Monday morning my boss, Mr. Carey, tells me I’ll be a houseman, a very important job where I’ll be out front in the lobby dusting, sweeping, emptying ashtrays and it’s important because a hotel is judged by its lobby. He says we have the best lobby in the country. It’s the Palm Court and known the world over. Anyone who’s anyone knows about the Palm Court and the Biltmore clock. Chrissakes, it’s right there in books and short stories, Scott Fitzgerald, people like that. Important people say, Let’s meet under the clock at the Biltmore, and what happens if they come in and the place is covered with dust and buried in garbage. That’s my job, to keep the Biltmore famous. I’m to clean and I’m not to talk to guests, not even look at them. If they talk to me I’m to say, Yes, sir or ma’am, or No, sir or ma’am, and keep working. He says I’m to be invisible, and that makes him laugh. Imagine that, eh, you’re the invisible man cleaning the lobby. He says this is a big job and I’d never have it if I hadn’t been sent by the Democratic Party at the request of the priest from California. Mr. Carey says the last guy on this job was fired for talking to college girls under the clock but he was Italian so whaddya expect. He tells me keep my eye on the ball, don’t forget to take a shower every day, this is America, stay sober, stick with your own kind of people, you can’t go wrong with the Irish, go easy with the drink, and in a year I might rise to the rank of porter or busboy and make tips and, who knows, rise up to be a waiter and wouldn’t that be the end of all my worries. He says anything is possible in America, Look at me, I have four suits.
The headwaiter in the lobby is called maître d’. He tells me I’m to sweep up only what falls to the floor and I’m not to touch anything on the tables. If money falls to the floor or jewelry or anything like that I’m to hand it to him, the maître d’ himself, and he’ll decide what to do with it. If an ashtry is full I’m to wait for a busboy or a waiter to tell me empty it. Sometimes there are things in ashtrays that need to be taken care of. A woman might remove an earring because of the soreness and forget she left it in the ashtray and there are earrings worth thousands of dollars, not that I’d know anything about that just off the boat. It’s the job of the maître d’ to hold on to all earrings and return them to the women with the sore ears.
There are two waiters working in the lobby and they rush back and forth, running into each other and barking in Greek.
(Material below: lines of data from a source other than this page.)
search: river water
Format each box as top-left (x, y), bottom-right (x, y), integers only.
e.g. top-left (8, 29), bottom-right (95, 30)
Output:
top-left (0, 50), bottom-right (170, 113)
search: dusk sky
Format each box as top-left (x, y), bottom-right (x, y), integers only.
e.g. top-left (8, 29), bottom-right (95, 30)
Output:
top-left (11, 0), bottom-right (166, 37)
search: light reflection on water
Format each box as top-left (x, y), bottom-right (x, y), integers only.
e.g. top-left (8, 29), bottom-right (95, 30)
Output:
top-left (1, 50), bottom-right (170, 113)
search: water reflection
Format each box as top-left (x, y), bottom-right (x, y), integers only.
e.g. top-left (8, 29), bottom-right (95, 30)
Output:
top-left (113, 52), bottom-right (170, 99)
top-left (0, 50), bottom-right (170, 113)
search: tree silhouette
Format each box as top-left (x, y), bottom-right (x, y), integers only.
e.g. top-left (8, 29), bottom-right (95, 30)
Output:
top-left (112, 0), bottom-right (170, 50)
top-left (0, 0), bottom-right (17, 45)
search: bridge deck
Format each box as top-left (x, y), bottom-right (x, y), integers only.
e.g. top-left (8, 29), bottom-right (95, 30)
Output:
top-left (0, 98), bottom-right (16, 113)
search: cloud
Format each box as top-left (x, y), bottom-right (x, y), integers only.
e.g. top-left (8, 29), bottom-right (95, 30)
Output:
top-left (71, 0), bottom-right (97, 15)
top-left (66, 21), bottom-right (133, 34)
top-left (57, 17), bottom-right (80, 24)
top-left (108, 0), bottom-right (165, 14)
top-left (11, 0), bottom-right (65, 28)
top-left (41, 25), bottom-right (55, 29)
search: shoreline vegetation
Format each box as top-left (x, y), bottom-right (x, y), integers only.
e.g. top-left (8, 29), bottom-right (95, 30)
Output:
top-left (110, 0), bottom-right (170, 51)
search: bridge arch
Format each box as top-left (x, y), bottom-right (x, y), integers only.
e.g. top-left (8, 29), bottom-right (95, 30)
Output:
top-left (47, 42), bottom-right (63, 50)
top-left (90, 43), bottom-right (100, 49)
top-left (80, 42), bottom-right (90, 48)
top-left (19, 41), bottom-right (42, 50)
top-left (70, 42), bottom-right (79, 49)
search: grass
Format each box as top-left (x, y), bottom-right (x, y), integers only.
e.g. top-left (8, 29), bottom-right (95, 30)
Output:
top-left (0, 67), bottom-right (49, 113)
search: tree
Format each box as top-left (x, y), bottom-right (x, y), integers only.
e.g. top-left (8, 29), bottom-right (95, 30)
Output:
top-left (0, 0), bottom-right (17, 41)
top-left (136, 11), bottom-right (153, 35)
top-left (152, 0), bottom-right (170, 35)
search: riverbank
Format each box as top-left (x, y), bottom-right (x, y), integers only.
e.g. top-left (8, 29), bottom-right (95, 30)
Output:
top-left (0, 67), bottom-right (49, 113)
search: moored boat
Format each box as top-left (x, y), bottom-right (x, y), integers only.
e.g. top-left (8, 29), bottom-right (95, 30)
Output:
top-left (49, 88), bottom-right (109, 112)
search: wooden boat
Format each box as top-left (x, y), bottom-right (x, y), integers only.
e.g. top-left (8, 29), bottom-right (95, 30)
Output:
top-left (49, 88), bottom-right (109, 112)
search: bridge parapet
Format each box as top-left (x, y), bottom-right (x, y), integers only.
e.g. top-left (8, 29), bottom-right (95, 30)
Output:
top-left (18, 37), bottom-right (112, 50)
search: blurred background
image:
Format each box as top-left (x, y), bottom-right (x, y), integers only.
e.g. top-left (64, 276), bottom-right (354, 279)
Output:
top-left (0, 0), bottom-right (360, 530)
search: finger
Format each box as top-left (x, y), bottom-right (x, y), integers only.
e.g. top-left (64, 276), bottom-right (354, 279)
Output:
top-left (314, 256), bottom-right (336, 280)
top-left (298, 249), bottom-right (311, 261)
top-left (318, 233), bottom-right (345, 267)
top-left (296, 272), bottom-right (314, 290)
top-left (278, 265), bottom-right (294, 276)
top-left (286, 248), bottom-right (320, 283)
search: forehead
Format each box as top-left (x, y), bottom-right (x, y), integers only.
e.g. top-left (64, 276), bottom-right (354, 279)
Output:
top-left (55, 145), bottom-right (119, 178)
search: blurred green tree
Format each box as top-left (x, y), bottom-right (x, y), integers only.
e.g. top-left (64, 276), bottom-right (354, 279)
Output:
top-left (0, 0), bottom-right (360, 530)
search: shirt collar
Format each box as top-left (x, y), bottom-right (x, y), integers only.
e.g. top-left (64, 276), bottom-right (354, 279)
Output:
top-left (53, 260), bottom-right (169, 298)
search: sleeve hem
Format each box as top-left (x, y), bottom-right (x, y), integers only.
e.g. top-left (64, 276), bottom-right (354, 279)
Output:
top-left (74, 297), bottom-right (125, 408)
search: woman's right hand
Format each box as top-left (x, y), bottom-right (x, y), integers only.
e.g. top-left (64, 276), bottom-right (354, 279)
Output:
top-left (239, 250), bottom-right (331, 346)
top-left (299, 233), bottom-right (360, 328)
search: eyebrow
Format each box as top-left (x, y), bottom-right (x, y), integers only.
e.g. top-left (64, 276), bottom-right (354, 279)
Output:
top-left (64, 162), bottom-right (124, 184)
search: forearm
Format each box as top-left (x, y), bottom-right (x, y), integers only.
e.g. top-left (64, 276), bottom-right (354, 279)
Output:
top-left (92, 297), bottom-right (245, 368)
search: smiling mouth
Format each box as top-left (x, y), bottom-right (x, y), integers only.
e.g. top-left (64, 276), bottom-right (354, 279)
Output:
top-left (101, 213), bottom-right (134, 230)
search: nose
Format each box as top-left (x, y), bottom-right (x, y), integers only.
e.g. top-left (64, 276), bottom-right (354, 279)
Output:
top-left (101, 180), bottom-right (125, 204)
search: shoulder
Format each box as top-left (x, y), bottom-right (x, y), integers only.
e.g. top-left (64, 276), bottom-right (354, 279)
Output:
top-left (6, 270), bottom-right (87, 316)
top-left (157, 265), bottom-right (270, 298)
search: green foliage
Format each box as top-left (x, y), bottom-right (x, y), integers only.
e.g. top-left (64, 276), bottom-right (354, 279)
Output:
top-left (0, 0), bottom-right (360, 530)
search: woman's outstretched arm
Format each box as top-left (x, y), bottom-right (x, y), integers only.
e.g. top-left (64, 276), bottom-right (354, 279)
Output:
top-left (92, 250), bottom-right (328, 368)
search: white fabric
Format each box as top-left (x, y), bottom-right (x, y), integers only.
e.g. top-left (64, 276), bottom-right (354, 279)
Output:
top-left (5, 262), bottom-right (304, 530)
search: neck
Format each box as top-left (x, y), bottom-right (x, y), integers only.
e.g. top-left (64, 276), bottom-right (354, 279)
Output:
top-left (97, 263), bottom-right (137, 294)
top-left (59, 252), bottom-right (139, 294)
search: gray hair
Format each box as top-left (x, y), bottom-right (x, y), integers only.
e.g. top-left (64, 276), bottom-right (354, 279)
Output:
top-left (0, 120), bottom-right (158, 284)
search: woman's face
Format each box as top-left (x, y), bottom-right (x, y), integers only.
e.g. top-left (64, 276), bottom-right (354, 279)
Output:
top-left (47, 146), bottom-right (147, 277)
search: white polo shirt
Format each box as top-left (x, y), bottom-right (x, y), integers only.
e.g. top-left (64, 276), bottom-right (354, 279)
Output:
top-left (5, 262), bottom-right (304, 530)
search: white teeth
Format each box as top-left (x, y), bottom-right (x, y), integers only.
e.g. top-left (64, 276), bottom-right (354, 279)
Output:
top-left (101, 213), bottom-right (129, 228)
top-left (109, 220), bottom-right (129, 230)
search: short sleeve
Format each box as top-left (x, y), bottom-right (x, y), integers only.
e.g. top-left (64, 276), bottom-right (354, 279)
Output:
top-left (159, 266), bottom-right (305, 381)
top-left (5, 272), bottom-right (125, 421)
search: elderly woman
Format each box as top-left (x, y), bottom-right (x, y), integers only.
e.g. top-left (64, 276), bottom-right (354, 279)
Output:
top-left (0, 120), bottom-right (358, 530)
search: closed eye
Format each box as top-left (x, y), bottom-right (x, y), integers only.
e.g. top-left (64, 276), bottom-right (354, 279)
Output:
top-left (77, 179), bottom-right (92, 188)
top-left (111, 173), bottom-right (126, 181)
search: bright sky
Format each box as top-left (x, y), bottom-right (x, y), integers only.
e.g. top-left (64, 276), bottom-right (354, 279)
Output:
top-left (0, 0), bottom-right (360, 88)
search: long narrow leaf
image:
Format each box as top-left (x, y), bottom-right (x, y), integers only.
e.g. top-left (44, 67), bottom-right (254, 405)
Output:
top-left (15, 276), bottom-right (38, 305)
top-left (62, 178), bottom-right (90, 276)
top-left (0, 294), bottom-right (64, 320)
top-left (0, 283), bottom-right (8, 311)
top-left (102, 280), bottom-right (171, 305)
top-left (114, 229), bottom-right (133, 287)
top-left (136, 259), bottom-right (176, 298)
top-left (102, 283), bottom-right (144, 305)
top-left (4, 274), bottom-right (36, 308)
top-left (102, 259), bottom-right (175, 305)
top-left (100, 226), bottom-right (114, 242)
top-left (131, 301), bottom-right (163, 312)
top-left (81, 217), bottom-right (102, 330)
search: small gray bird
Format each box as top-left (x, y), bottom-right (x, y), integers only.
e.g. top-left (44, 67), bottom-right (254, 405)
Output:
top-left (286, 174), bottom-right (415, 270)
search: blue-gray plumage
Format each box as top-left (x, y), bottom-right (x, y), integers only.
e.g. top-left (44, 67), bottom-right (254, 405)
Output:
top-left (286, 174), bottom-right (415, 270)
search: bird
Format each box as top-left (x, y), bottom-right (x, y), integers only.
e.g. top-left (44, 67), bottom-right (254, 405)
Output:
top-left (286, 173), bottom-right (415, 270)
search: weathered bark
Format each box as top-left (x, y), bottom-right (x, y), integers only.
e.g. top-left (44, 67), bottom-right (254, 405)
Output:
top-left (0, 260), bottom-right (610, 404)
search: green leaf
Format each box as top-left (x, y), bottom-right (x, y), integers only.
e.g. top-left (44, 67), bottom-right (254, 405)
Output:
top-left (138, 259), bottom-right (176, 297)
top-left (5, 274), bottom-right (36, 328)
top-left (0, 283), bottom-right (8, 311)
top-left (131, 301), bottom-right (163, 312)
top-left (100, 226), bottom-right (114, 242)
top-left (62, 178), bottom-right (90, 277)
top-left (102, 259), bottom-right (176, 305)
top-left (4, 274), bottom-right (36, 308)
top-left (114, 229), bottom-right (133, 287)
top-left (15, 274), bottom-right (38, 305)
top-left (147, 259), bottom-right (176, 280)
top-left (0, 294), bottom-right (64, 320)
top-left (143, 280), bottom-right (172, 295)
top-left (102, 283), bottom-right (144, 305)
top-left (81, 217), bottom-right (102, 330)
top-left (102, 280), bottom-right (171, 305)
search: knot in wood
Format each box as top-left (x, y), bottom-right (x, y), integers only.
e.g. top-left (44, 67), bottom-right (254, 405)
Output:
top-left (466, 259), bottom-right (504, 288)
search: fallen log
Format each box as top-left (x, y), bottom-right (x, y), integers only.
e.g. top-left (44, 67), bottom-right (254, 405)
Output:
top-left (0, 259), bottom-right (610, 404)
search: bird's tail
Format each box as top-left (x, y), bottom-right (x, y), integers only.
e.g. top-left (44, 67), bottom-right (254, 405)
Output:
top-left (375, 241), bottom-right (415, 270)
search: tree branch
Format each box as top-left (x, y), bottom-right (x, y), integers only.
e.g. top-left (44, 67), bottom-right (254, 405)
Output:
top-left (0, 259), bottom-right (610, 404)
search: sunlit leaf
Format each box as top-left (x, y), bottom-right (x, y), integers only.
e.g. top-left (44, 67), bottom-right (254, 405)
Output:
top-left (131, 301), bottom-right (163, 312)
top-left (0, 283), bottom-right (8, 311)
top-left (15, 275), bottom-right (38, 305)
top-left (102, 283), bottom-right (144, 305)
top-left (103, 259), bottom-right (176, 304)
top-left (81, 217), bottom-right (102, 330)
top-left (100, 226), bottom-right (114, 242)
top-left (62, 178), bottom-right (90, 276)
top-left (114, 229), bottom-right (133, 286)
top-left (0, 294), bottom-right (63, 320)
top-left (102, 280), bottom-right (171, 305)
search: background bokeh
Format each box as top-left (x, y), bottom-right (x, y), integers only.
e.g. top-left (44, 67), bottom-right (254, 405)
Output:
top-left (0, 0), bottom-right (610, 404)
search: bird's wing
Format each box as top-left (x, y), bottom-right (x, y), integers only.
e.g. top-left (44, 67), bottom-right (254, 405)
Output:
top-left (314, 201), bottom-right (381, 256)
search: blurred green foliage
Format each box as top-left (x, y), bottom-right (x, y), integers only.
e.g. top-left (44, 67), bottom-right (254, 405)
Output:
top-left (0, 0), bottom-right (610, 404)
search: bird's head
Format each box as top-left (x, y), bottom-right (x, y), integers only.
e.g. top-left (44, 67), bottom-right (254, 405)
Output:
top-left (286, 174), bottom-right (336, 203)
They tell me, You, Irish, come ’ere, clean up, clean up, empty goddam ashtray, take garbage, come on, come on, less go, you drunk or sompin’? They yell at me in front of the college students who swarm in on Thursdays and Fridays. I wouldn’t mind Greeks yelling at me if they didn’t do it in front of the college girls who are golden. They toss their hair and smile with teeth you see only in America, white, perfect, and everyone has tanned movie star legs. The boys sport crew cuts, the teeth, football shoulders, and they’re easy with the girls. They talk and laugh and the girls lift their glasses and smile at the boys with shining eyes. They might be my age but I move among them ashamed of my uniform and my dustpan and broom. I wish I could be invisible but I can’t when the waiters yell at me in Greek and English and something in between or a busboy might accuse me of interfering with an ashtray that had something on it.
There are times when I don’t know what to do or say. A college boy with a crew cut says, Do you mind not cleaning around here just now? I’m talking to the lady. If the girl looks at me and then looks away I feel my face getting hot and I don’t know why. Sometimes a college girl will smile at me and say, Hi, and I don’t know what to say. I’m told by the hotel people above me I’m not to say a word to the guests though I wouldn’t know how to say Hi anyway because we never said it in Limerick and if I said it I might be fired from my new job and be out on the street with no priest to get me another one. I’d like to say Hi and be part of that lovely world for a minute except that a crew cut boy might think I was gawking at his girl and report me to the maître d’. I could go home tonight and sit up in the bed and practice smiling and saying Hi. If I kept at it I’d surely be able to handle the Hi but I’d have to say it without the smile for if I drew my lips back at all I’d frighten the wits out of the golden girls under the Biltmore clock.
There are days when the girls take off their coats and the way they look in sweaters and blouses is such an occasion of sin I have to lock myself in a toilet cubicle and interfere with myself and I have to be quiet for fear of being discovered by someone, a Puerto Rican busboy or a Greek waiter, who will run to the maître d’ and report that the lobby houseman is wankin’ away in the bathroom.